Thank you for Marty Jones's article on Ray Condo and the Ricochets, "From Canada With Love," in the December 4 issue. The recent surge of support for Ray and similar groups (roots, retro, pick your favorite buzz word) indicates a renewed interest in this country in music that doesn't suck, which is always a welcome trend. However, I take exception (why else would I write?) to some of the views set forth. Whether these are Mr. Condo's actual feelings or words taken out of context for journalistic purposes, I think a response is called for. Ray takes offense at being "dismissed" as a cover band, and justifiably so: Playing covers is no indication by itself of good or bad quality; you have to get it right regardless of where the material comes from. But then Ray proceeds to dismiss the vast majority of current songwriters as publishing-driven hacks who create for all the wrong reasons, "forced by the industry to write their own material."

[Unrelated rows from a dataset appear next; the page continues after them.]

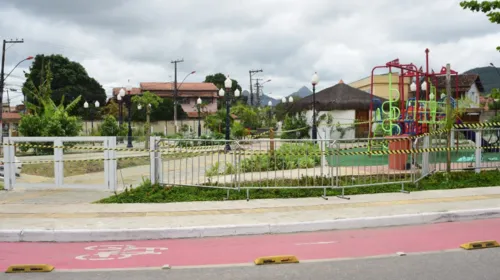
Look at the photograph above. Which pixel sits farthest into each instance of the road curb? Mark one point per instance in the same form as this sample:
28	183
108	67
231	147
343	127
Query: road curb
85	235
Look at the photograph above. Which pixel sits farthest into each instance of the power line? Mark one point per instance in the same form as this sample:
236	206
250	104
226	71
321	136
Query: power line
2	79
252	72
175	62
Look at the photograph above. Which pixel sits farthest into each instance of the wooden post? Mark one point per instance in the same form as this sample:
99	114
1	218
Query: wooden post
449	117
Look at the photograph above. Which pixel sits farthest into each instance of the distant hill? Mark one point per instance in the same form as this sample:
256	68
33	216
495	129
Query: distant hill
264	99
488	75
302	92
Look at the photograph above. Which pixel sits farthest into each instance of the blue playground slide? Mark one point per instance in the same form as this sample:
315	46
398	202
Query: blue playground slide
471	135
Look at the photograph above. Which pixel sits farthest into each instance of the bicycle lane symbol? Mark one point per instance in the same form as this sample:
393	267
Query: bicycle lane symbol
117	252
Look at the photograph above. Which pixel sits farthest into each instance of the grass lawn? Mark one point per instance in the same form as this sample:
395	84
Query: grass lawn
80	167
148	193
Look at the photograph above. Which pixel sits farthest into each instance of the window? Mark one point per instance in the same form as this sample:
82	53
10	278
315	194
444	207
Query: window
185	100
207	100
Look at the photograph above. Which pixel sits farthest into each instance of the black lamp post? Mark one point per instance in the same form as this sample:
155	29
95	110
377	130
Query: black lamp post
128	101
198	105
228	84
121	95
314	81
86	106
270	105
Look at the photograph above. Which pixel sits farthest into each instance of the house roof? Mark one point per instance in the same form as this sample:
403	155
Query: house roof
181	86
9	116
195	114
465	81
133	92
338	97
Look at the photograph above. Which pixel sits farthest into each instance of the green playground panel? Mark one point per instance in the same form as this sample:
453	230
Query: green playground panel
378	160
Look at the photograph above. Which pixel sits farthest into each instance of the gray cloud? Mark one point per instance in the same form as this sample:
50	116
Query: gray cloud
118	40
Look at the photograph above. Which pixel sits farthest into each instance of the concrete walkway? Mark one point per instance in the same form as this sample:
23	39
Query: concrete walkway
84	221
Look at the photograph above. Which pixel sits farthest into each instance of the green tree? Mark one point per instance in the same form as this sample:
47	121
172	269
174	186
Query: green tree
69	81
490	8
45	118
218	80
165	111
109	127
147	100
217	122
247	115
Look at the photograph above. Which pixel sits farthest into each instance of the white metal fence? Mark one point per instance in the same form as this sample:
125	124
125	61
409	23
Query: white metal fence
261	163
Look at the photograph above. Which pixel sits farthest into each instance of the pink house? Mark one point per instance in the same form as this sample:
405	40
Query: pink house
188	93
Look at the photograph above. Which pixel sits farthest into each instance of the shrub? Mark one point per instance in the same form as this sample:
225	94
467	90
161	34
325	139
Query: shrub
109	127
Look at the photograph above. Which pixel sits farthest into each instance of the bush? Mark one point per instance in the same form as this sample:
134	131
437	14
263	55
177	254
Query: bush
238	130
58	124
288	156
109	127
297	125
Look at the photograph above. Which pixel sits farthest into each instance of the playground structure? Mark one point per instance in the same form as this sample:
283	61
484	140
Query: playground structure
418	114
423	113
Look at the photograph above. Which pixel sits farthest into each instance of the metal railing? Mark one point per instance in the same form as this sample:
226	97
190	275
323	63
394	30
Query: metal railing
324	164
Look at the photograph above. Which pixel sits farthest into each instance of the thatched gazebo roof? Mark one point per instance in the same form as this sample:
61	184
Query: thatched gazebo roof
338	97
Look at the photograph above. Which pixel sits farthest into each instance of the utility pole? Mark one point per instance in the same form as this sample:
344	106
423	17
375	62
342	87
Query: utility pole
449	116
252	72
175	92
2	80
258	86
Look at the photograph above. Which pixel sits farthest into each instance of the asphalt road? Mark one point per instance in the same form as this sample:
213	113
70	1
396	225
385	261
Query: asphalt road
339	244
455	265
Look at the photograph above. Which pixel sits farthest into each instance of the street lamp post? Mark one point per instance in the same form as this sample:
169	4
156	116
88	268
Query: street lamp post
121	95
86	106
129	107
198	105
2	83
228	83
493	65
270	105
314	82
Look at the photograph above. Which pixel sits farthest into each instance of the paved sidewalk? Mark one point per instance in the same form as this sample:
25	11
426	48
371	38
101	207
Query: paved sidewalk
84	216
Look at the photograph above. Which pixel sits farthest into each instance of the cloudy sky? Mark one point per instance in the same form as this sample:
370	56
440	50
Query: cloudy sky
117	40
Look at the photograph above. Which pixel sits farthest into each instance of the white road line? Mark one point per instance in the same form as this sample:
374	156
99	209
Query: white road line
317	243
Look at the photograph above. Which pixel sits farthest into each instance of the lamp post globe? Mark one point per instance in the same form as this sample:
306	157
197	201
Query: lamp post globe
424	86
413	87
228	83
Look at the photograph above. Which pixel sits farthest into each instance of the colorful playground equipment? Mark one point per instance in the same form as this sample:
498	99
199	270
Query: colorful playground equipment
423	113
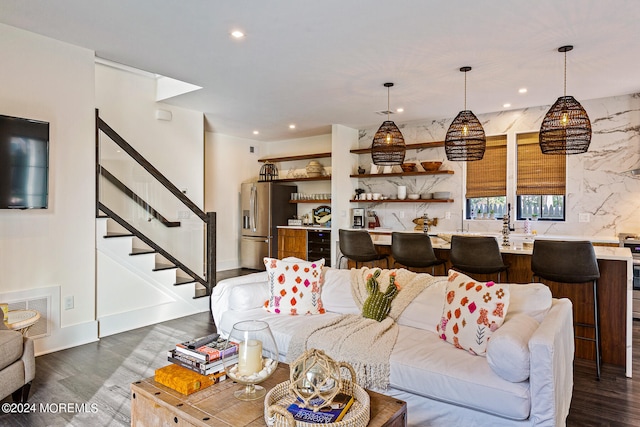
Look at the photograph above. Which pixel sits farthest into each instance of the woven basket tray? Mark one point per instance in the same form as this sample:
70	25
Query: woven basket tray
279	398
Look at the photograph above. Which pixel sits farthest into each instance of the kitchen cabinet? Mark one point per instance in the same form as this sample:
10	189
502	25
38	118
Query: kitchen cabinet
307	244
292	242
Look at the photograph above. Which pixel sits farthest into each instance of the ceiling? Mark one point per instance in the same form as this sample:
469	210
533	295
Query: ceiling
317	63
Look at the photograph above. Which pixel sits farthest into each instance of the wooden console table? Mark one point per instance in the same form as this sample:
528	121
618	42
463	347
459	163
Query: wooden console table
153	404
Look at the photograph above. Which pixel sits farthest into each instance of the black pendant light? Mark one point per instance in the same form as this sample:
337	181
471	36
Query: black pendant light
465	140
566	128
388	146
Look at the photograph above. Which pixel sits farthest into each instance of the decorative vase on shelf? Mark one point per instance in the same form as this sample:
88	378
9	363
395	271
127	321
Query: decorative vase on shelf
314	169
254	361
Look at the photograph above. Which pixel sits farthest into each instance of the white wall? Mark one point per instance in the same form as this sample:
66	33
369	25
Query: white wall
52	81
229	163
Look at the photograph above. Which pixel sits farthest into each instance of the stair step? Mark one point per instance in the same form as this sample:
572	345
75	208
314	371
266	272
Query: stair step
160	267
111	234
201	293
141	251
183	280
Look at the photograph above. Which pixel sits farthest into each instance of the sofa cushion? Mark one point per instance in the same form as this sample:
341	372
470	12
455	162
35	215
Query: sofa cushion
472	312
508	350
294	286
11	345
423	364
336	293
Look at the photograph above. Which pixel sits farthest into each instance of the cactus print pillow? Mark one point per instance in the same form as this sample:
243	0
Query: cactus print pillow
294	286
472	312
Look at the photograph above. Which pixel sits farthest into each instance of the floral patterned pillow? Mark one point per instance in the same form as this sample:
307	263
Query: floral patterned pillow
294	286
472	312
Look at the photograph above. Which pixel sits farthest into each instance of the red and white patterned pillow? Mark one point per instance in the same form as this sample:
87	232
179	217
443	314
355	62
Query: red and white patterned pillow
472	312
294	286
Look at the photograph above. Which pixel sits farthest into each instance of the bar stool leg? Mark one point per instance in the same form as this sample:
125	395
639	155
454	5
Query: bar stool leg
597	327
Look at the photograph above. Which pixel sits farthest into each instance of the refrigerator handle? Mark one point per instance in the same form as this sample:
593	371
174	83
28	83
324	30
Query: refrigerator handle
253	207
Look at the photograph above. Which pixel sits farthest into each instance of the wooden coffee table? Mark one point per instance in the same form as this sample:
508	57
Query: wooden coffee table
153	404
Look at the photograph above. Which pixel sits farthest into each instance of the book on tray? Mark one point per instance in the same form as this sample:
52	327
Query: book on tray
197	365
330	413
208	351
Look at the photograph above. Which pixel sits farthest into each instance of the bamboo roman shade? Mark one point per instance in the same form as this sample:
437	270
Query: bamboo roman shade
488	177
538	174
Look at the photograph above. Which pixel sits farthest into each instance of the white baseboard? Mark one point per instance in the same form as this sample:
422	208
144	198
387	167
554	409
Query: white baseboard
126	321
70	336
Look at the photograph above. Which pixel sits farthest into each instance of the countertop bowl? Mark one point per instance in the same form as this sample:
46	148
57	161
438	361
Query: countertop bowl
408	167
431	166
442	195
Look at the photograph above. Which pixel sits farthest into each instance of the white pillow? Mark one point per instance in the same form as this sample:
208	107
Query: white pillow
508	349
336	292
533	299
247	296
425	310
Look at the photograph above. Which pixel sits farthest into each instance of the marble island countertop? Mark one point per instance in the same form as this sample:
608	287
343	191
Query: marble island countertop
305	227
382	237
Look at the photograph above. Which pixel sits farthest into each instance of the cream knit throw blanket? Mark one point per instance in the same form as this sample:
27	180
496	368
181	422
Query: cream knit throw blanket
363	343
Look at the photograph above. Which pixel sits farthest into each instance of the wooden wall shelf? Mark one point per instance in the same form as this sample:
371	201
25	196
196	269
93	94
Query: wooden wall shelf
383	175
404	201
417	146
291	158
311	201
319	178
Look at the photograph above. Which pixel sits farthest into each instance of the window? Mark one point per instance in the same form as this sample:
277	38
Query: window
541	183
487	181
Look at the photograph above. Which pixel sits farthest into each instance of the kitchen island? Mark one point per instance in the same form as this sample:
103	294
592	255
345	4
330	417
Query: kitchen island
615	292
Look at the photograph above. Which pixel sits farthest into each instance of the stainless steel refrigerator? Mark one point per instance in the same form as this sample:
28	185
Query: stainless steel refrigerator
264	206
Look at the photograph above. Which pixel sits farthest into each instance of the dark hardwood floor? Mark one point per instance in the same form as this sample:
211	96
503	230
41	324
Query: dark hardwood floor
99	374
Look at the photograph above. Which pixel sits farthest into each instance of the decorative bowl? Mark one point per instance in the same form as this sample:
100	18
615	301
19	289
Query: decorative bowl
431	166
442	195
408	167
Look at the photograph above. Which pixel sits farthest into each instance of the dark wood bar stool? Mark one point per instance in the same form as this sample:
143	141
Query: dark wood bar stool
414	250
477	254
570	262
358	246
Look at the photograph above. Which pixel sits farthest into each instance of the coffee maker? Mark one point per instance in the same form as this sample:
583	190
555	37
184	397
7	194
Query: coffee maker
357	214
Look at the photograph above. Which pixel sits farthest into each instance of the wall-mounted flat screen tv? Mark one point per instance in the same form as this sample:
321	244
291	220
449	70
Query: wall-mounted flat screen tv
24	163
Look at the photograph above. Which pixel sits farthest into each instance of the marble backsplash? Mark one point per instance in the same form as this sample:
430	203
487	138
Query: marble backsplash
599	185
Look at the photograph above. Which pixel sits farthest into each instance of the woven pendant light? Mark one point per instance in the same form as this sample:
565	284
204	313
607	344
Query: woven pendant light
566	128
465	140
388	146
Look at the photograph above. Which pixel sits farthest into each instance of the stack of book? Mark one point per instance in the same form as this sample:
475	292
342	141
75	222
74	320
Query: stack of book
204	355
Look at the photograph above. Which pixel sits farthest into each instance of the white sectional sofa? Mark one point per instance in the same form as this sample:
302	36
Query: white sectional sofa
526	378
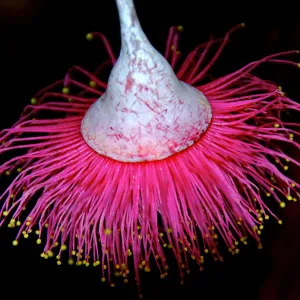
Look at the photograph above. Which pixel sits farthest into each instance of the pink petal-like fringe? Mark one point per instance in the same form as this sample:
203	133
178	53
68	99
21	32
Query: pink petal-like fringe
115	214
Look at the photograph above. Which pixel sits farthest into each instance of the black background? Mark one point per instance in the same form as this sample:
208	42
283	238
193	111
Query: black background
40	40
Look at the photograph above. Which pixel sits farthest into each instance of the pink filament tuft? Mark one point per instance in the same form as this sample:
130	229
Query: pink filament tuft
128	213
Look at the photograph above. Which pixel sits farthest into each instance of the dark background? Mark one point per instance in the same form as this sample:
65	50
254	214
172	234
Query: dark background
41	39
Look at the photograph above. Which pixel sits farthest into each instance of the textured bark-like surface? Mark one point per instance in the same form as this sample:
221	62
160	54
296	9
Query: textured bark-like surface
146	113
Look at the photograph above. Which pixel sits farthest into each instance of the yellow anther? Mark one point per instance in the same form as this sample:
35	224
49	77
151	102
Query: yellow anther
66	90
180	28
89	37
282	204
33	101
108	231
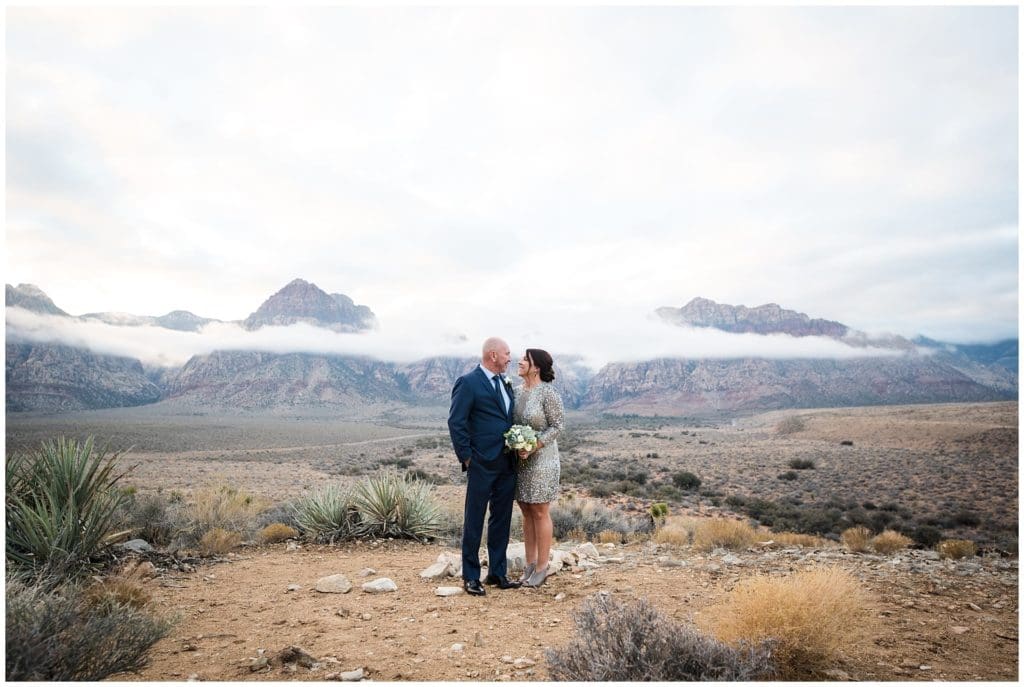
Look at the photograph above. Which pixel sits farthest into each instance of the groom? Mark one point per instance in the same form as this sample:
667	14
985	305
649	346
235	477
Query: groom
480	414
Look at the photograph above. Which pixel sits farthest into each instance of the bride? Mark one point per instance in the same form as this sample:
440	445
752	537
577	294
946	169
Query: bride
537	482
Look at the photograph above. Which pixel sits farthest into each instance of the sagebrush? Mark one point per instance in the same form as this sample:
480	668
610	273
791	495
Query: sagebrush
55	635
811	616
632	641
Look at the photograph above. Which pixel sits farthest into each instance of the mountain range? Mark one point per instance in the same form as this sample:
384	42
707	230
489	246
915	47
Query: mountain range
51	377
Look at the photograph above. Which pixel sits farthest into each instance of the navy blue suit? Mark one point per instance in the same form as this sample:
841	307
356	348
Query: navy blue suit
477	422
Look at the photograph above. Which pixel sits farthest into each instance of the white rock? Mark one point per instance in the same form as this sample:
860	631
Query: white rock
448	591
380	586
440	569
336	584
351	676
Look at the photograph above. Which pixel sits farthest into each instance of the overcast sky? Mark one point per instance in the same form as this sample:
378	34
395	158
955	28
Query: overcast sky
537	173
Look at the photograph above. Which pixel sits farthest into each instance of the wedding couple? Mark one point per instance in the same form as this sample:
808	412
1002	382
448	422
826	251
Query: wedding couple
483	408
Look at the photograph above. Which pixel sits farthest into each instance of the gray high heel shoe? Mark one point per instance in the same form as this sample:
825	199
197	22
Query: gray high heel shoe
537	578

Excuse me? What is the point being made here? That you shouldn't dare to put pen to paper unless you have reason to believe you can hold your own against Hank Sr., Irving Berlin, Cole Porter (insert your favorite icon), etc.? That reasoning could be applied to a lot of things besides songwriting, but then we wouldn't even have a culture. Speaking strictly from my own experience, there is nothing "quick" about publishing or royalties. If I had been writing music all these years for those reasons, I would be on heavy medication by now. I happen to believe in what I do, like most creative souls. Nobody is forcing me. I would venture to say that most writers (painters, composers, ditch-diggers) with any kind of real commitment to their craft feel the same way. That is, at least, my hope. You quote Ray as saying, "Most people think we're fools for what we do." Hon, somebody is going to think you're a fool no matter what you do, so you'd better be doing what you like. How's that for a hardcore American attitude?